Wednesday, March 12, 2008

Afternoon at the City

Dun sabah ofiste kara kara web pagedeki degisiklikleri nasil yapacagimi anlamaya
Calisirken Charley Gmailden bir mesaj yolladi. “City` e gitmeye ne dersin?”
Sonrada bu ogleden sonra icin bir interview teklifi aldigini anlatti.
Sabah tembellik edip arabayi almamistim, beni Charley birakmisti. Bu defa da gelip aldi ve yola koyulduk. Downtown San Franciscoya nedense downtown denmezde City denir burda. Sanirim Penninsuladaki pek cok kucuk sehrin downtownlarindan ayirmak icin.
San francisco nerden bakarsaniz bakin ilginc ve egzantrik bir sehir. Hemen hemen hicbir yerlere benzemeyen bir yapisi var.yada heryere biraz benzeyen.
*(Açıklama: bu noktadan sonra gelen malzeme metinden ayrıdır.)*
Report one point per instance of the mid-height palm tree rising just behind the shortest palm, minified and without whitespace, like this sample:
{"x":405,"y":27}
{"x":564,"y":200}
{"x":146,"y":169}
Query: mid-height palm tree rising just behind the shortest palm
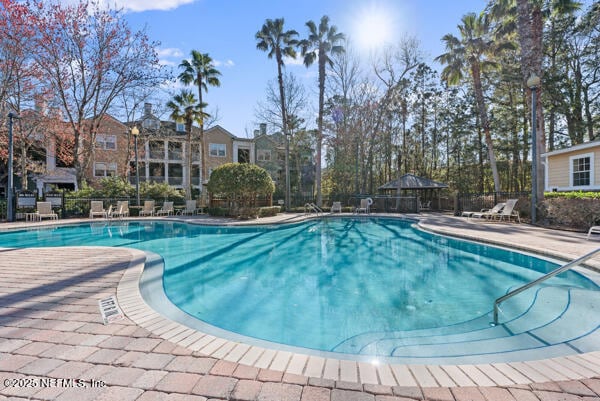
{"x":200,"y":71}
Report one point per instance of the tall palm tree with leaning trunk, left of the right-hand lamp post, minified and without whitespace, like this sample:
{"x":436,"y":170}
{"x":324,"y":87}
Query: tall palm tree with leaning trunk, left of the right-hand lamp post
{"x":472,"y":53}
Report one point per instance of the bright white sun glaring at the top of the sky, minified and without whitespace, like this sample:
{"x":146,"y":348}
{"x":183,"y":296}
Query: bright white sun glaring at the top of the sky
{"x":373,"y":27}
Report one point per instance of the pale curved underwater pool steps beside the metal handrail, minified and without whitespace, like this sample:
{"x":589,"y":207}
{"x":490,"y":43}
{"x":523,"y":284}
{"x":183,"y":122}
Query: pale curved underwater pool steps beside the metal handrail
{"x":548,"y":316}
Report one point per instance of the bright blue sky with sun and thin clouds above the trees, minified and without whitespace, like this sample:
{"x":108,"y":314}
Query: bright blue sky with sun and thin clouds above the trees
{"x":225,"y":29}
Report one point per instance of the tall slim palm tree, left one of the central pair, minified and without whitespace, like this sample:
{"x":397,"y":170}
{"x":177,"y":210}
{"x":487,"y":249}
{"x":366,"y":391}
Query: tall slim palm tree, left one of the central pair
{"x":279,"y":43}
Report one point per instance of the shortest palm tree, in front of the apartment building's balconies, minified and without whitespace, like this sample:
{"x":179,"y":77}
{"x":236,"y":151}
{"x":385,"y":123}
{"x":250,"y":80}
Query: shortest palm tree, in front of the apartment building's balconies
{"x":184,"y":108}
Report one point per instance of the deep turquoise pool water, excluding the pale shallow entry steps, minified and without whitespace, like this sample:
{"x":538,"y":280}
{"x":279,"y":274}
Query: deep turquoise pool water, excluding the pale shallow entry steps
{"x":320,"y":283}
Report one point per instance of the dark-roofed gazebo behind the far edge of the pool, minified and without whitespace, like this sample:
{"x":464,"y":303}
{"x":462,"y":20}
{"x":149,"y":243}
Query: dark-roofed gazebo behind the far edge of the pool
{"x":410,"y":185}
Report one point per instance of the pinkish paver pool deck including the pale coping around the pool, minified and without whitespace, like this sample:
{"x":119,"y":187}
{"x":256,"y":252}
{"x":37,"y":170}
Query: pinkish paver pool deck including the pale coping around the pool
{"x":53,"y":344}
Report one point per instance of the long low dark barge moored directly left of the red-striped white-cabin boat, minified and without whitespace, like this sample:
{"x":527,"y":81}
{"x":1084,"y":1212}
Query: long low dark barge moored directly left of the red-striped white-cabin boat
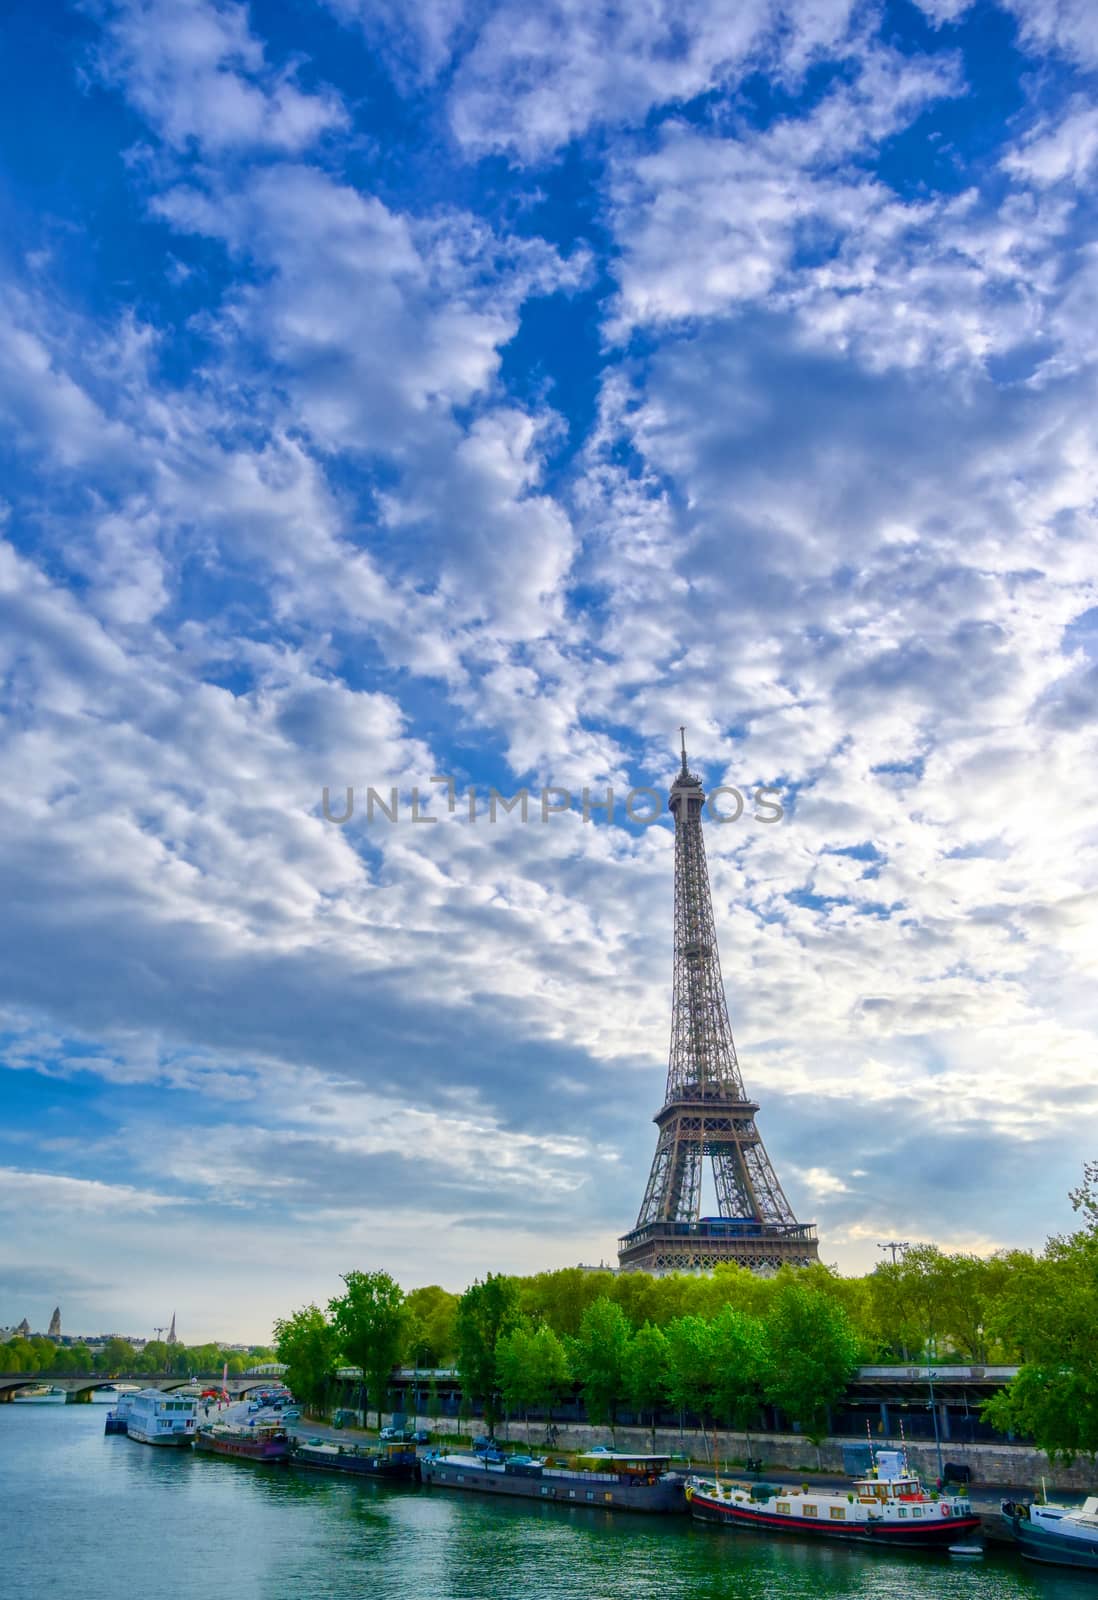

Yolda Bartlami yoksa araba ile mi gitmenin daha akillica oldugunu tartistik. Bartla gidersek saatlerimiz ona bagli olacakti ve dogrusu ya en yakin bart istasyonu Milbreadeydi ve orasida yolun yarisindan fazla idi.
Ikimizin bileti ile park ucreti arasindada cok fark olmayacakti.
Arabayla gitme karari alinca kitabimi cantadan cikartip okumaya basladim.
Bu nerdeyse tradition oldu, ne zaman biryere gitsek bir kitabimiz olur ve ben yuksek sesle okurken Charleyde benim pronounciationimi duzeltir.
40-45 dakkalik yolun nasil bittigini anlamadan sehirdeydik.
3uncu caddede hep gittigimiz garaja arabayi parkedip ciktik. Charley gorusme yapacagi sirkleti arayip not birakti sehirdeyim diye ve beraber DSW ya dogru yola koyuldukJ
Buda baska bir tradition olmustu sanirim hemen her sehre gelisimizde benim en favori dukkanim olan DSW ya ugramak.